Mieli, da edulcorante di casta a “scacchista” dell’informazione.

 

 

da Antonio Cortese (giornalista)

 

Paolo Mieli, storico-giornalista

Fino a qualche anno fa sembrava diretto alla fine di Bruno Vespa, bravo ma asservito. Invece si è reinventato, il buon Paolo, nazional popolare della carta stampata e ora dell’opinione tele giornalistica. Non per qualche necessità ma naturalmente, come molti giornalisti ancora liberi per indole insita e apertura mentale coerente. Stamattina Paolo Mieli a Radio 24 non solo ha sbugiardato i venti di guerra, ma ha smascherato l’ennesimo show scritto sul copione orwelliano in questi giorni raccontando, spiegando i rapporti politici di Russia, Ucraina e Crimea dagli anni trenta ad oggi. Avendo anni di esperienza con le ingerenze protagonistiche del cumènda,  ha parlato di Putin come fosse nient’altro che un attore protagonista dei teatri internazionali, forse un po’ più potente e pericoloso, che se dorme non russa e che sta reagendo semplicemente a difesa di esagerate rivalse naziste che lo hanno spazientito dalle parti di Kiev.
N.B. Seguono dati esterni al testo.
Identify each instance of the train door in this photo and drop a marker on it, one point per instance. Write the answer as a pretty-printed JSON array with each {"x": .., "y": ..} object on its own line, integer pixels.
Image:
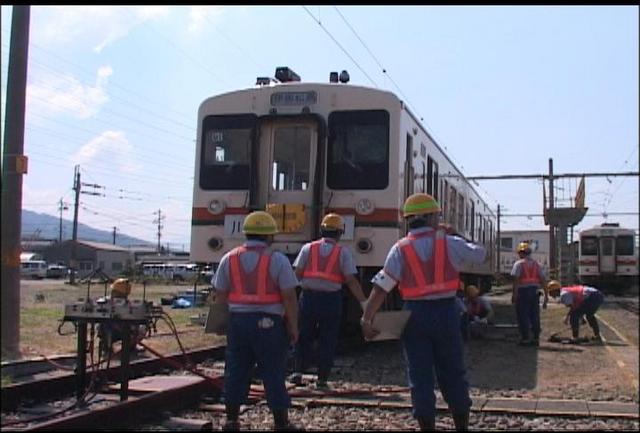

Tant’è che ha infine smorzato la questione appellandosi agli amici Albano Carrisi e Toto Cotugno in particolare, sempre presenti nella playlist dell’Ipod delle cerimonie del Cremlino. Nei primi tempi della guerra fredda anche Frank Sinatra fu coinvolto e strattonato da una parte e dall’altra da camorra, mafia, Cia e Kgb. Mieli ha perciò sperato alla radio che l’italiano con la chitarra in mano si facesse sentire a Mosca per calmare un po’ a tarallucci e vino i nervi tesi di Vladimir. L’editorialista  che in questi anni ha trasmesso su Raitre e  Rai Storia invitando in studio professori, laureati e laureandi, ricercatori e altri professionisti ha reso un servizio culturale difficilmente riscontrabile su altre emittenti e allo stesso tempo si sarà arricchito di nozioni tanto da presentarsi nell’etere oramai quasi camaleonticamente; la sua voce radiofonica infatti aveva il timbro di un redivivo Marco Pannella.